Desmonte bolsonarista

A discrepância entre os níveis inflacionários de famílias mais ricas e mais pobres resulta do desmonte promovido pelo desgoverno Bolsonaro em toda a estrutura de conselhos e câmaras de discussão que reuniam representantes do governo e das empresas. Nessas plenárias, poderiam ser buscadas alternativas dentro do próprio setor privado para acelerar a reconstrução de cadeias destroçadas pela crise, com apoio da rede de bancos públicos. Ou se negociar limites à exportação de bens e mercadorias, além da liberação pontual de importações nas áreas mais afetadas pela alta de custos, onde fosse possível.

No setor agrícola, não só foram abandonadas as políticas de formação de estoques reguladores, com o esvaziamento desses estoques, mas abriu-se mão de qualquer tipo de controle sobre as exportações. Movimento inverso ao de países do Leste Asiático, que adotaram políticas para preservar o abastecimento doméstico e segurar os preços cobrados dos consumidores durante as fases mais críticas da pandemia do coronavírus.
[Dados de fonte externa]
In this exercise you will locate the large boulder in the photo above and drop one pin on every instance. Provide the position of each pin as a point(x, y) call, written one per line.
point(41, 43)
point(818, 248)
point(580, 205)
Entre janeiro e a primeira quinzena de novembro de 2020, a alta dos preços de arroz, carnes e óleo de soja respondeu por quase 36,1% da inflação acumulada no período. Isoladamente, os preços da carne suína responderam por pouco mais de um quarto da “inflação das carnes” e por quase 3,7% do IPCA acumulado naqueles 10 meses e meio. As exportações de carne suína, impulsionadas pela China, haviam aumentado 39,0%.

A safra de soja brasileira foi recorde no ciclo 2019/20, somando 124,84 milhões de toneladas. Mas as exportações do grão saltaram 23,7% no acumulado dos primeiros 10 meses de 2020 em relação a igual período de 2019, de 65,847 milhões para 81,432 milhões de toneladas – acréscimo de quase 15,6 milhões de toneladas.

A produção de arroz, que em 2011 superou 13,6 milhões de toneladas, havia recuado para 10,484 milhões de toneladas na safra 2018/19, mas avançou até 11,183 milhões de toneladas no ciclo seguinte. O problema foi que as exportações dispararam, diante do recuo das vendas nos maiores países produtores. O Brasil ocupou o espaço e elevou as exportações em quase 67,0%, de 790,2 mil para 1,319 milhão de toneladas.

Com o dólar mais alto, o boom de exportações de alimentos fez cair a oferta doméstica, estimulando produtores a acelerar o embarque da safra e ainda a reter parte da produção colhida diante da alta nos preços internos. Manobra especulativa que poderia ter sido desestimulada caso houvesse estoques para regular o mercado. E caso houvesse governo.